The report, “Conventional Arms Transfers to Developing Nations,” was produced by the nonpartisan Congressional Research Service, a division of the Library of Congress, and presents a number of interesting observations linking arms sales and global politics. For example, Russia has been a major supplier of weapons to Iran in past years, including a $700 million deal for surface-to-air missiles in 2005.

Russia also continues to nurture an arms-trade relationship that is deeply disturbing to the Bush administration, by signing weapons deals with oil-rich Venezuela and its anti-American leader, Hugo Chávez.

The Russian agreements with Venezuela in 2006 included the sale of two dozen Su-30 fighter jets valued at more than $1 billion, along with attack and transport helicopters valued at more than $700 million.

Pakistan was a major recipient of American arms sales in 2006, including the $1.4 billion purchase of 36 new F-16C/D fighter aircraft and $640 million in missiles and bombs.
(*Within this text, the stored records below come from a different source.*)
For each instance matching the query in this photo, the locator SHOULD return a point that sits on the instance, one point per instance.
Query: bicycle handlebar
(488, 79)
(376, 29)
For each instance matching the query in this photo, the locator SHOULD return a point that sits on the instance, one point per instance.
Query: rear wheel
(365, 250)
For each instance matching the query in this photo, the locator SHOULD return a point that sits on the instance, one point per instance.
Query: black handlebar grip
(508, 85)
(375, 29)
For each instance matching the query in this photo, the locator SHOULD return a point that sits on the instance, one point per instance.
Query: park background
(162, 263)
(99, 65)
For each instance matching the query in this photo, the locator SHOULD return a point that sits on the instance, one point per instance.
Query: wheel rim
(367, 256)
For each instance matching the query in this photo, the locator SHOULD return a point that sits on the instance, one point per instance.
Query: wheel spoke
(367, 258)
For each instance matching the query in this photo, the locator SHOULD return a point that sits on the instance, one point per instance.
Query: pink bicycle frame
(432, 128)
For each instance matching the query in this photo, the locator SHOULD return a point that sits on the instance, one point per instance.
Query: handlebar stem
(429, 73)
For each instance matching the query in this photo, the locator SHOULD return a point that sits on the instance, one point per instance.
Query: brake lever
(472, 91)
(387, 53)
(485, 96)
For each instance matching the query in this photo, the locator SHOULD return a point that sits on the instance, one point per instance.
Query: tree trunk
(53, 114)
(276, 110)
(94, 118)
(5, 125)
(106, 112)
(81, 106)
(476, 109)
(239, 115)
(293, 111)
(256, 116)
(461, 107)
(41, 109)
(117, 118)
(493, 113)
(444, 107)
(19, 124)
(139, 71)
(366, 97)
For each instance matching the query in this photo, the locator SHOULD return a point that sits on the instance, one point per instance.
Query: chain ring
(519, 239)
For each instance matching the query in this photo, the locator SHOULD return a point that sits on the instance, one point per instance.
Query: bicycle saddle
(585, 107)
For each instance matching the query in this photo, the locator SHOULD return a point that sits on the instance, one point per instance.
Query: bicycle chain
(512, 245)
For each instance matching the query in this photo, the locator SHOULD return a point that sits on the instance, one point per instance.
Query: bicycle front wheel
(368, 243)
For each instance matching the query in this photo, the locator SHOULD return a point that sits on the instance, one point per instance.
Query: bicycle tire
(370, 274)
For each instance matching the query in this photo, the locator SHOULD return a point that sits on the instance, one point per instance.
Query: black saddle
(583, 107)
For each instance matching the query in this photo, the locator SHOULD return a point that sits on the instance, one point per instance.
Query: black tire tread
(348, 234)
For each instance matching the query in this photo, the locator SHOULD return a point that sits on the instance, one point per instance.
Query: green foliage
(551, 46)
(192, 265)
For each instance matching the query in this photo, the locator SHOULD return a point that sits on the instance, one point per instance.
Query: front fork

The deal included a package for $890 million in upgrades for Pakistan’s older versions of the F-16.

At the same time, the State Department’s own survey of global human rights in 2006 noted a variety of shortcomings in Pakistan’s record on human rights and democratization.

But the Bush administration has argued that it is important to maintain the support of a nuclear-armed Pakistan in the broader counterterrorism fight, in particular as Al Qaeda and Taliban leaders regroup in the rugged North-West Frontier Province along the Afghan border.

In 2006, the United States agreed to sell $10.3 billion in weapons to the developing world, or 35.8 percent of these deals worldwide, according to the study. Russia was second with $8.1 billion, or 28.1 percent, and Britain was third with $3.1 billion, or 10.8 percent.

Pakistan concluded $5.1 billion in agreements to buy arms in 2006. That total was followed by India with $3.5 billion in agreements and Saudi Arabia with $3.2 billion in deals.